= Vicio Latino =

Madrid musical group

Vicio Latino is a Eurodance act from Madrid, Spain. They started out as a studio act consisting of Miguel Angel Arenas (producer), and Pedro Vidal (also known as a producer as RT-1 (Ivan, Dj Ventura Mr Backer)).

In 1983 they released the single "¿Qué Me Pasa, Qué Me Pasa?" a Euro disco song that included different sections each with a different tempo, all based on synthesizers and electronic drums. It was a minor Eurodance hit. The chorus was sung in Spanish by female vocalists, while male vocals were sung in an invented language imitating English-language phonetics in the style of American funk singers (somewhat like the later hit "Asereje" by Las Ketchup, or previously Tom Tom Club's "Wordy Rappinghood").

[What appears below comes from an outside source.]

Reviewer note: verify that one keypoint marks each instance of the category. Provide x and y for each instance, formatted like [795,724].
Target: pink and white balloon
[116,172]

In 1984 they released "¿Sabes qué hora es?", also by the Spanish subsidiary of the label Epic, another Eurodance song recorded in Doublewtronics studios in Madrid. The 12" Maxi contains "Sabes que hora es?" (12" version), "Horario disco", and "Sabes que hora es (versión casual)". It is sung in Spanish, English and Italian. Flamenco guitarist Raimundo Amador collaborated on the song. The song reproduces a three-section structure as in "¿Qué Me Pasa, Qué Me Pasa?" (a modern version of a three-movement suite). One section is the vocal version of the B-side track "Horario disco".